Четвертый Рим | страница 74
— Этой ночью, — начал отец Авакум, повернувшись вполоборота к залу и словно всматриваясь куда-то, — совершилось событие необыкновенное, памятью о котором я хочу с вами поделиться. В третьем часу, только смежил я глаза после упорного труда над новой своей рукописью, как упал на мою кровать через окно зеленый световой столб и в нем я увидел человека.
Зал зашевелился. Многие воспитанники пришли послушать обыкновенную субботнюю проповедь и вовсе не ожидали такого таинственного начала. Другие, видевшие или слыхавшие об утреннем пробуждении батюшки, были заинтригованы не меньше.
— Человек был высок и худ, лицо его светилось белизной. Одет он был в полосатый зэковский наряд: куртка да брюки. На голове имел фуражку странного типа. Поманил он меня пальцем за собой, и я, как был в ночном одеянии, за ним пошел. Так в молчании мы шли по тускло освещенному коридору, пока не вышли на свет. И тогда человек сказал: «Узнаешь ли ты меня, батюшка Авакум? Таким ли меня рисуют в букварях и учебниках. Похож ли я на отца своего?» И я его узнал.
Отец Авакум сделал многозначительную паузу, и тишина овладела залом.
— …Стоял передо мной, слегка покачиваясь в воздухе, полупрозрачный и таинственный Даниил, будто только что выпустили его большевики из тюремных ворот и пошел он, голодный и холодный раб божий, неся в своей душе погибель всем воителям христианства. И когда я его узнал, страх у меня почему-то пропал совершенно, потому что то была реакция на невесть откуда возникшее существо.

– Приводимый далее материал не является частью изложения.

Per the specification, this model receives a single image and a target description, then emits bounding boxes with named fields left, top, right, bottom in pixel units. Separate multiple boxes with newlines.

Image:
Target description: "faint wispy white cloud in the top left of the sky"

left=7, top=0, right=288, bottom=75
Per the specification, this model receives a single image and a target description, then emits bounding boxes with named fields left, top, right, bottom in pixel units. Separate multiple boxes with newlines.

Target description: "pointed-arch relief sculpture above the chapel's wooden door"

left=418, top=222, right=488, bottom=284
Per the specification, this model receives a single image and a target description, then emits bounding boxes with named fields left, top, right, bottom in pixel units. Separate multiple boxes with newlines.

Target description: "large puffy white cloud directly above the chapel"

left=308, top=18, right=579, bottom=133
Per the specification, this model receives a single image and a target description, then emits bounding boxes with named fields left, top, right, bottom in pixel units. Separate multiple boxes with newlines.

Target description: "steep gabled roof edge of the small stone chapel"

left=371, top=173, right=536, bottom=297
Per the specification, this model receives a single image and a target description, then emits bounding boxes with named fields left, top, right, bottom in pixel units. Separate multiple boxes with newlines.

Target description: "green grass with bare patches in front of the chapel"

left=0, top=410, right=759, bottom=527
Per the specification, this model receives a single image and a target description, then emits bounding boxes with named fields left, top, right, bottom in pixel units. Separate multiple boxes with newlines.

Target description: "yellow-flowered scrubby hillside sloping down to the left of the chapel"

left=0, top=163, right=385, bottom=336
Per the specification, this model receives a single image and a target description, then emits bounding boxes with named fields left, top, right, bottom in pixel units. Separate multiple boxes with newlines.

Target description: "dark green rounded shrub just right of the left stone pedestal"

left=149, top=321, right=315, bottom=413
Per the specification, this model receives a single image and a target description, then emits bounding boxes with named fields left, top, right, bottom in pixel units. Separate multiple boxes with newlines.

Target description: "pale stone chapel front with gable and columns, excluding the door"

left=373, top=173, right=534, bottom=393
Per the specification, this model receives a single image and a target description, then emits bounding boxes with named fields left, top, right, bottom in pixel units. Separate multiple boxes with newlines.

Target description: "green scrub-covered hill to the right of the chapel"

И я спросил у него: «Святой мученик, что ты хочешь в нашей обители верных тебе и твоему святому учению детей господа нашего?» И он мне ничего не ответил, лишь снова поманил за собой, и так мы шли нескончаемо долго, пока первые утренние лучи не коснулись моего лица. Увидел я себя стоящим на предпоследней ступеньке, а чуть ниже в своей робе застыл мученик и молча на меня смотрел, будто тщился что-то сказать, но губы его были неподвижны и мертвы. Убедившись в невозможности выражения, он только горестно вздохнул, благословил меня троекратным воздушным поцелуем и растаял…
Шелест изумления пронесся по залу. Только из угла, где сидела троица наших старых знакомцев, послышалось приглушенное гоготание.
— Вот он, артист несравненный! — восхищался Илия.
— Из таскания по лестницам целую проповедь сочинил.
— Правильно мы сделали, — добавил расчетливый Петя, — что не продали батюшку туркам. Он бы быстренько принял ислам и такого там наговорил, что турки вернулись бы из нас котлеты делать. — Ты, кстати, с братом разговаривал? — требовательно повернулся Петя к Василию, который один из всех, казалось, не слушал замечательной проповеди, а сидел, потупив взор. Его мучили угрызения совести за поцарапанный нос священника.